Aveva ammazzato barbaramente tante persone, uomini e donne, vecchi e giovani ed aveva una paura spaventevole della morte. Implorava grazia per tutti i Santi del Cielo, e urlava che il Santo Padre rappresentante di un Dio di bontà e di misericordia doveva perdonargli. Lo mandassero pure in galera, lo chiudessero nel più tetro carcere, ma gli lasciassero la vita.
Si dovette legarlo per forza e imbavagliarlo affinché s’azzittasse.
Quando giungemmo sulla piazza del Popolo, ch’era gremita d’una folla impaziente di assistere allo spettacolo di uno squartamento, si sprigionò da tutti i petti un sospiro di soddisfazione.
- Eccolo! Eccolo!
E siccome era già giunta la notizia delle resistenza che aveva fatto si aggiungeva:
- Ora è in mano di Mastro Titta, non c’è più pericolo che scappi: dalle sue mani non si sfugge.
Avvicinandomi al palco udii ancora distintamente parecchie grida di: viva Mastro Titta; e quando l’ebbi lanciato nel vuoto, col capestro ben annodato intorno al collo, scoppiarono anco degli applausi.

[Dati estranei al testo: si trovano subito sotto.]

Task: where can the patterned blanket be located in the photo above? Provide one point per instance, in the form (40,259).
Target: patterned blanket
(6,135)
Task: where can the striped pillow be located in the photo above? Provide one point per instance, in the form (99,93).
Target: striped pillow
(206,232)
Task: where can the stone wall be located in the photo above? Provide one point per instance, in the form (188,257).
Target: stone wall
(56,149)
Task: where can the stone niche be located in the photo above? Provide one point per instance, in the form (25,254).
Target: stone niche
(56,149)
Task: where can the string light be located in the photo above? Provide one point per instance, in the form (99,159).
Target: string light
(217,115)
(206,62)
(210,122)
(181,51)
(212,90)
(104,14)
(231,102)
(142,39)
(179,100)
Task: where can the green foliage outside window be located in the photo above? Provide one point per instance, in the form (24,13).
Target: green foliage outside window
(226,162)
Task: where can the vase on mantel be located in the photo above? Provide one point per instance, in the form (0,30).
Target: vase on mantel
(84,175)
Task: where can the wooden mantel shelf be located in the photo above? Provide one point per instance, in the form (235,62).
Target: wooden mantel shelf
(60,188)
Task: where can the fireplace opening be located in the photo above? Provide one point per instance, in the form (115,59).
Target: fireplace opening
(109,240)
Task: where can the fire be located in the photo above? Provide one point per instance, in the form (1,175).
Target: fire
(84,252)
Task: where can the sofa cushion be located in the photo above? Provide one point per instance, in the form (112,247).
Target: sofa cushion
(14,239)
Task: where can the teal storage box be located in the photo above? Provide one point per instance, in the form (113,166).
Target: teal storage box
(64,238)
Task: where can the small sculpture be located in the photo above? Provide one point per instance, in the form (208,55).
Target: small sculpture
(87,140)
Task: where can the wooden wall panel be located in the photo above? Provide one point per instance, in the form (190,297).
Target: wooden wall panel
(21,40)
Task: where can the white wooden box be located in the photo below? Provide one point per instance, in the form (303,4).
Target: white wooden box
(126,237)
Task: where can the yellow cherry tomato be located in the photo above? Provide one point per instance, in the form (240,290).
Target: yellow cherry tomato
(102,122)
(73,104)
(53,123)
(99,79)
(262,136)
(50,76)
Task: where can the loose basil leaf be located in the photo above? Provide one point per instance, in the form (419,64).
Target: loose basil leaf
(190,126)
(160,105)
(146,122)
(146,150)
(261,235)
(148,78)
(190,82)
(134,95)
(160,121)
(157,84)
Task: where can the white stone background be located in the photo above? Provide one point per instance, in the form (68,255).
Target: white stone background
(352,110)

Sicuro, mi battevano le mani, salvo a mettermi a pezzi, se fossi disgraziatamente caduto in loro potere in un momento buono. Per fortuna conoscevo bene gli umori della folla e non mi sono mai lasciato lusingare dalle cortesie, come non mi sono mai intimorito per le minaccie.
Ma non era stata agevole l’impiccagione di quell’indiavolato.
Non appena toltogli il bavaglio, ricominciò ad urlare, a chiedere grazia e ad invocare le celesti legioni perché discendessero a liberarlo. Non era svenuto come tanti altri, possedeva ancora tutte le sue forze; ma era mestieri trascinarlo e portarlo su a braccia mentre si dibatteva.